A Miami-based plastic surgeon is under investigation after commissioning a song and music video that encourages plastic surgery for a character whose nose is described as a "beak like Jewcan Sam."
Dr. Michael Salzhauer, 40, funded the video "Jewcan Sam" to "connect" to a younger audience.
The creator of the song, a band known as The Groggers, describes itself as a "Jewish pop-punk band with a comic twist."
At the time of making the song, subtitled a "A Nose Job Love Song," the band's lead singer, L.E. Doug Staiman, jokingly asked whether the doctor offered a group rate on rhinoplasty.
"I told him, 'It's funny you're commissioning us to do this, because most of our band members have these massive, deformed noses,'" Staiman said. "And he generously offered nose jobs to the entire band. But I was the only one who went through with it."
"Jewcan Sam" is a play on "Toucan Sam," the cartoon mascot for Froot Loops breakfast cereal with the protruding, multicolored beak.
The Anti-Defamation League, an organization committed to the fight against anti-Semitism, did not return requests for comment.
"The song is meant to be funny, not offensive," Salzhauer said.
But not everyone has found the take-away message so funny.
"This is just disturbing that a doctor would play into the frailties of the human condition," said Dr. Malcolm Roth, president of the American Society of Plastic Surgeons.
Salzhauer reportedly flew the band from Queens, N.Y., to Miami, where they shot the music video and Staiman underwent surgery at Salzhauer's practice, Bal Harbour Plastic Surgery. Staiman said he made the offer to the band because, in his professional opinion, they all could use nose jobs.
The music video stars Staiman as a Jewish high school student in love with a classmate who tells him he isn't good enough for her because of his nose. The song opens with the lines, "I want her, but she don't want what I am/She says you got a beak like Jewcan Sam/She says I only go with guys/with perfect upturned noses, so cut yours down to size."
So, in order to win the girl of his dreams, he has the surgery. In the end, she rejects him again, and a teacher immediately hits on him.
Salzhauer said that while some might find the song sad or even offensive, the message is in fact quite deep: No one should undergo cosmetic surgery to please somebody else.
"The singer was able to express in a very tongue-in-cheek way that you shouldn't base your self-esteem on someone else or go under the knife to get validation from someone else," said Salzhauer. "That never works out. He doesn't get the girl in the video."
But the American Society of Plastic Surgeons (ASPS), of which Salzhauer is a member, said the video is "offensive and inappropriate."
Because of its content, and because it was commissioned by one of its members, the ASPS "has initiated an investigation under its Code of Ethics which clearly requires ASPS members to uphold the dignity and honor of the medical profession."
Roth said he could not comment specifically on the investigation but, generally speaking, if a member of ASPS is found guilt of breaching its Code of Ethics, the physician can end up on probation, have his or her benefits put on hold, lose membership, and even lose board certification, he said.
Salzhauer has expanded his plans since The Groggers recorded the music video. He is now holding a contest in which people can make their own music videos for the song. The video creator who receives the most views on YouTube will receive a free rhinoplasty.

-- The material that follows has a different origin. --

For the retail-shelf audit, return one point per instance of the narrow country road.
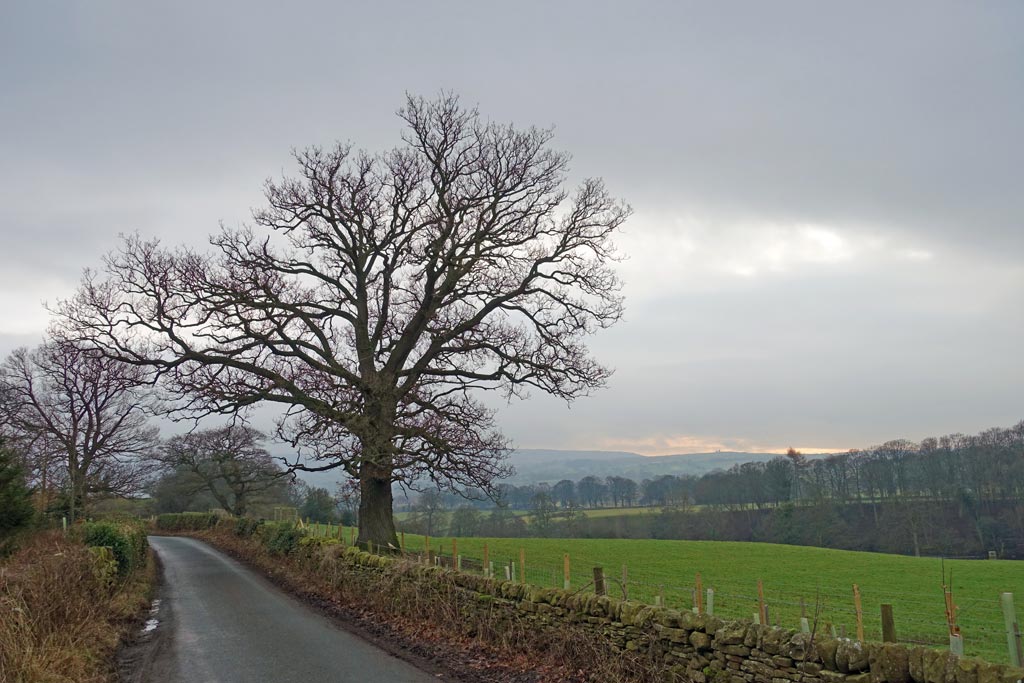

The video and contest are an attempt to connect with a younger audience using social media. Although Salzhauer said he recognizes that this campaign might be controversial or seen as encouraging young people to get plastic surgery, he doesn't see it that way.
"This is how people connect nowadays, through social media, and it's a little bit cutting-edge," he said. "It can start a discussion on something that is common but still a little bit stigmatized."
This is the second time Salzhauer has given away plastic surgery. In 2008, he gave away a "mommy makeover" to promote his book "My Beautiful Mommy," which explains plastic surgery to children.
Salzhauer noted that most of his clients are between 15 and 30, which is no different from when he was young, and girls in his class received rhinoplasties as bat mitzvah gifts, he said.
But Roth of the American Society of Plastic Surgeons said plastic surgeons must be sensitive to the realities of cosmetic surgery, particularly in teenagers.
"This is something elective and needs to be contemplated very carefully by teenagers and their families," Roth said. "There are usually all sort of issues that a normal teenager goes through, regardless of how they appear to the outside world."
Because of the uniqueness of teens seeking plastic surgery, the American Society of Plastic Surgeons issued a briefing paper on the appropriateness of plastic surgery in teens. "Teens tend to have plastic surgery to fit in with peers, to look similar. Adults tend to have plastic surgery to stand out from others," it states.
Board certified plastic surgeons are to evaluate psychological implications in a potential patient before they ever go under the knife.
"A discussion with the patient and family is important to ascertain whether motivation for consultation might be mitigated with something other than surgery," Roth said. "Surgery is not the first step you take when you're not happy with your appearance."